C’est une onde de choc qui vient de traverser le paysage judiciaire français. Cinq ans et demi après la disparition tragique de Delphine Jubillar et neuf mois après sa condamnation à trente ans de réclusion criminelle, Cédric Jubillar a brisé le silence. Dans un aveu tardif et inattendu, il a confié à son avocat la réalité de cette nuit du 15 au 16 décembre 2020 : « Écoutez, maître, il faut que je vous dise la vérité : c’est moi. »

Ces mots, lourds de conséquences, marquent un tournant radical dans l’une des affaires criminelles les plus suivies et les plus mystérieuses de ces dernières années. Durant tout le procès, la stratégie de la défense avait reposé sur un argumentaire constant : le dossier était vide, l’absence de corps rendant les preuves insuffisantes pour asseoir une culpabilité indiscutable. Cette “énigme du corps disparu” avait d’ailleurs nourri une médiatisation intense, entretenant un climat de spéculations permanentes. Aujourd’hui, avec ces aveux, la donne change du tout au tout.
La fin d’une omerta insoutenable
Le récit livré par Cédric Jubillar à son conseil décrit une nuit d’horreur. Il a reconnu avoir tué son épouse et, dans une impulsion de protection vis-à-vis de ses enfants — pour qu’ils ne découvrent pas la scène — avoir décidé de déplacer le corps. Il a confirmé avoir utilisé la voiture de Delphine, une 207 qui, dès le début de l’enquête, figurait au cœur des investigations des gendarmes. Cependant, si le condamné affirme désormais vouloir collaborer avec la justice, de nombreuses zones d’ombre subsistent. Où se trouve, concrètement, la dépouille de Delphine ?
Pour les proches de la disparue, ce revirement est accueilli avec un mélange complexe de soulagement et d’amertume. Si l’espoir de retrouver le corps renaît, le sentiment d’avoir perdu des années dans un « jeu » macabre avec la justice, les médias et l’opinion publique reste palpable. « Quel temps perdu, quel jeu avec la justice », s’interrogent aujourd’hui ceux qui ont bataillé pour la vérité.

Des recherches infructueuses aux nouveaux espoirs
L’histoire de cette quête est jalonnée d’échecs frustrants. Depuis décembre 2020, les moyens déployés par la gendarmerie ont été colossaux : drones, hélicoptères, brigades cynophiles, plongeurs sondant les lacs environnants, géoradars scrutant les sols. Rien n’y a fait. Des pistes, parfois troublantes comme celle de la ferme brûlée à Drnac, ont été minutieusement exploitées par les autorités sur la base de témoignages de codétenus, sans jamais aboutir à la moindre découverte.
Le témoignage d’une femme se présentant comme la petite amie de Cédric Jubillar, évoquant une exploitation agricole au sud d’Albi, n’avait pas non plus permis d’avancée majeure. Aujourd’hui, avec la volonté affichée par Cédric Jubillar de « donner une sépulture » à la mère de ses enfants, la justice espère obtenir des précisions géographiques suffisantes. Les enquêteurs devraient très rapidement réinterroger le condamné.
Une victoire pour la justice et le deuil

Si ces aveux ne ramèneront pas Delphine, ils offrent une possibilité de clôture.
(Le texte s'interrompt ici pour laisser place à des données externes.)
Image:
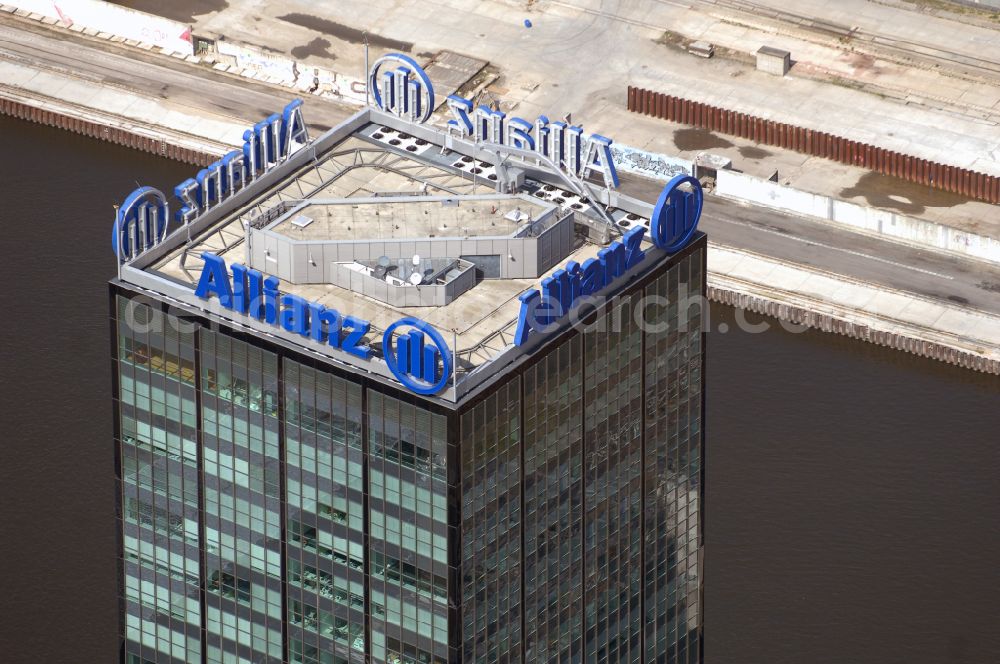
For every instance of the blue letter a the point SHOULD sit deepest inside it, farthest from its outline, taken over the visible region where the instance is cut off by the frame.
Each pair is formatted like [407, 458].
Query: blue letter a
[215, 279]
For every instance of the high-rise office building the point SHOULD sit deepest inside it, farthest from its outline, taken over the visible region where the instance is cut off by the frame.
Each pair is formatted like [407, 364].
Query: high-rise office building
[408, 394]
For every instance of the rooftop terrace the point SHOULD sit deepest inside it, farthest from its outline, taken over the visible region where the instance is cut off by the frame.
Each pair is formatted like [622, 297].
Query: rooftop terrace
[351, 188]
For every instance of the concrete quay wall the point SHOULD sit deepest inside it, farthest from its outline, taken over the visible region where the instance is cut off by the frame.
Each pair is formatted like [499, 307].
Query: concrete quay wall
[859, 218]
[144, 139]
[827, 323]
[834, 303]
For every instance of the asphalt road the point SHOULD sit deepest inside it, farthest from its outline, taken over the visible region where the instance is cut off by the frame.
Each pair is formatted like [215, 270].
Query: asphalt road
[180, 83]
[799, 240]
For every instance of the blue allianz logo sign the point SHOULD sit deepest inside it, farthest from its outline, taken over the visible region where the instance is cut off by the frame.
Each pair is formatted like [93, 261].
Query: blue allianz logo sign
[248, 292]
[676, 213]
[419, 357]
[673, 224]
[405, 91]
[141, 223]
[268, 144]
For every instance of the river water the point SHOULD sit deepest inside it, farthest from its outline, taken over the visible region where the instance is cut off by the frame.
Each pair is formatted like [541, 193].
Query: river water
[853, 507]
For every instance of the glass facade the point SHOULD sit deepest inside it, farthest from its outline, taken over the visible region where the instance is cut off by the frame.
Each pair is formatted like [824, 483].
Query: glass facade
[274, 509]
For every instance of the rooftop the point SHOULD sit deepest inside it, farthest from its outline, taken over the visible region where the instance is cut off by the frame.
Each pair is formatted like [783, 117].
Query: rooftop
[389, 218]
[389, 203]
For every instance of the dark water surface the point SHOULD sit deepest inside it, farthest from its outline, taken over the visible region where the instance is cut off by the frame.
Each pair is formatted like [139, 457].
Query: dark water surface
[853, 499]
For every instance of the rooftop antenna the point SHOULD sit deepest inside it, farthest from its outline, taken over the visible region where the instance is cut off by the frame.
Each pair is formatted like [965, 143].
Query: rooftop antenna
[364, 75]
[118, 242]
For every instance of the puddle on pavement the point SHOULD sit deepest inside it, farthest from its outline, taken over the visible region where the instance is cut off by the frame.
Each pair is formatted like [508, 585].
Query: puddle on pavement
[317, 47]
[696, 138]
[906, 197]
[753, 152]
[176, 10]
[345, 33]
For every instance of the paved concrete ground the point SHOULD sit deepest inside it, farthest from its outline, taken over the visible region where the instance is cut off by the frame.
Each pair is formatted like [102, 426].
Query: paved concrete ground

Retrouver le corps est, pour la famille et les avocats des parties civiles, une condition indispensable au processus de deuil. « Je l’invite d’ores et déjà à en tirer les conséquences et nous indiquer où il a dissimulé la dépouille de sa femme », martelaient déjà les avocats des parties civiles après la condamnation.
Alors que Cédric Jubillar reste pour l’instant évasif sur les détails précis de l’emplacement, affirmant seulement qu’il se trouve à quelques kilomètres de Cagnac-les-Mines, le temps est désormais compté. La justice française s’apprête à rouvrir un volet crucial de ce dossier. Pour une fois, après des années de doutes, c’est l’espoir qui domine. Reste à savoir si ces aveux sont sincères et s’ils permettront, enfin, de rendre Delphine à ceux qui la pleurent. Le dénouement est peut-être, enfin, à portée de main.